Yeni menyampaikan pihaknya juga melakukan pendataan ulang secara terus menerus tentang latar belakang keluarga kebanyakan Anjal dan Gepeng di Makassar.
“Kalau misalnya Anjal ini tidak memiliki keluarga, maka harus menjadi tanggung jawab penuh pemerintah,” ujar Yeni saat menjadi narasumber podcast Buka Tutup media online SULSELSATU.com, Senin (10/7/2023).
Baca Juga : DPD PKS Makassar Susun Strategi Pemenangan Lewat Rakerda
Yeni yang saat ini berada di Komisi D, menyampaikan selain faktor kehadiran orang tua, masalah lain yang patut dilihat adalah latar belakang ekonomi mereka.
Namun, ekonomi keluarga bukan menjadi dasar melakukan pemakluman untuk menjadikan anak-anak tetap dijalanan, tapi tetap harus menjadi tanggung jawab orang tuanya.

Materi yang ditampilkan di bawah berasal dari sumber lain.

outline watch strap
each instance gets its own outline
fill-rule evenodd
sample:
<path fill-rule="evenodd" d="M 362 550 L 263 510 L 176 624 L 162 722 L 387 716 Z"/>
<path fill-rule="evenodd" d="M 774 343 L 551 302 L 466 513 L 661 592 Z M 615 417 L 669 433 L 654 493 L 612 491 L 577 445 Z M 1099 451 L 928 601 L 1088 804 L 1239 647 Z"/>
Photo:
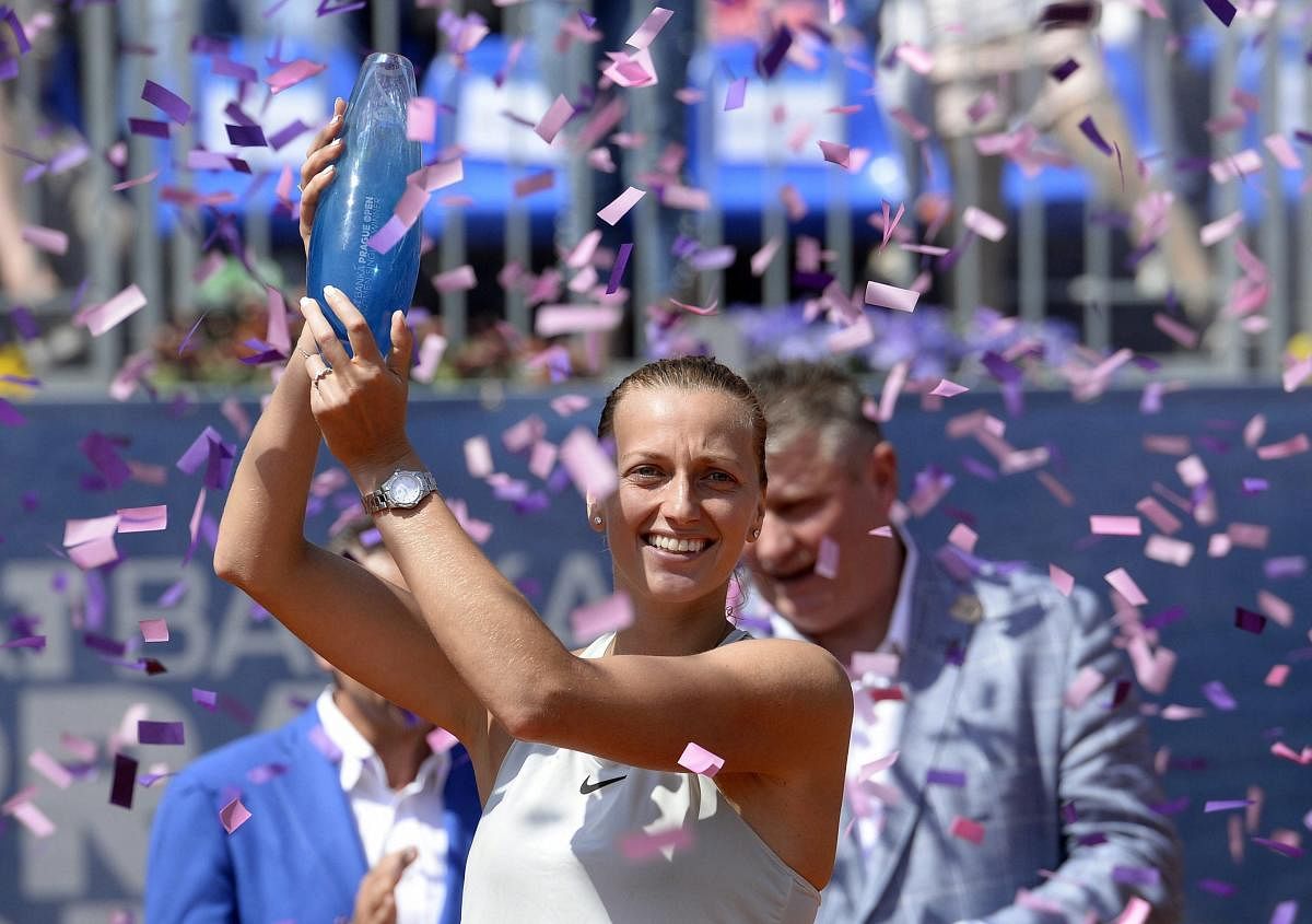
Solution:
<path fill-rule="evenodd" d="M 413 471 L 413 470 L 409 470 L 409 469 L 398 469 L 391 475 L 388 475 L 386 479 L 383 479 L 382 486 L 379 486 L 379 488 L 377 491 L 370 491 L 369 494 L 359 495 L 359 503 L 365 505 L 365 512 L 366 513 L 382 513 L 383 511 L 392 511 L 392 509 L 398 509 L 400 507 L 387 494 L 387 482 L 390 482 L 392 478 L 395 478 L 396 475 L 400 475 L 403 472 L 407 474 L 407 475 L 415 475 L 416 478 L 419 478 L 420 484 L 424 488 L 424 494 L 421 494 L 419 496 L 419 500 L 424 500 L 424 497 L 426 497 L 428 495 L 434 494 L 437 491 L 437 479 L 433 478 L 433 472 L 432 471 L 426 471 L 426 470 L 425 471 Z M 408 507 L 417 505 L 419 500 L 416 500 L 415 504 L 409 504 Z M 408 507 L 407 507 L 407 509 L 408 509 Z"/>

“Kita harus memberikan intervensi kepada orang tua anak tersebut,” tutur Yeni.
Baca Juga : Wali Kota Appi Ajak PKS Makassar Perkuat Kolaborasi Politik untuk Jawab Tantangan Kota
Legislator DPRD Makassar dua periode ini juga berharap Perda Nomor 2 tahun 2008 tentang Pembinaan Anjal, Gepeng dan Pengamen perlu dilakukan revisi.
Fenomena lain yang ditemukan di lapangan persoalan Anjal dan Gepeng adalah ada beberapa yang penyandang disabilitas.
“Stigma dari masyarakat yang tidak memberikan mereka (penyandang disabilitas) ruang, ya jalan untuk bertahan hidup jadi Anjal, Gepeng dan sejenisnya,” tutur Yeni.
Baca Juga : DPRD Sulsel Soroti Lemahnya Pengawasan Dewas RSUD Milik Pemprov
Edukasi bagi masyarakat pengguna jalan kata Yeni juga sangat penting dalam mengurangi maraknya Anjal dan Gepeng.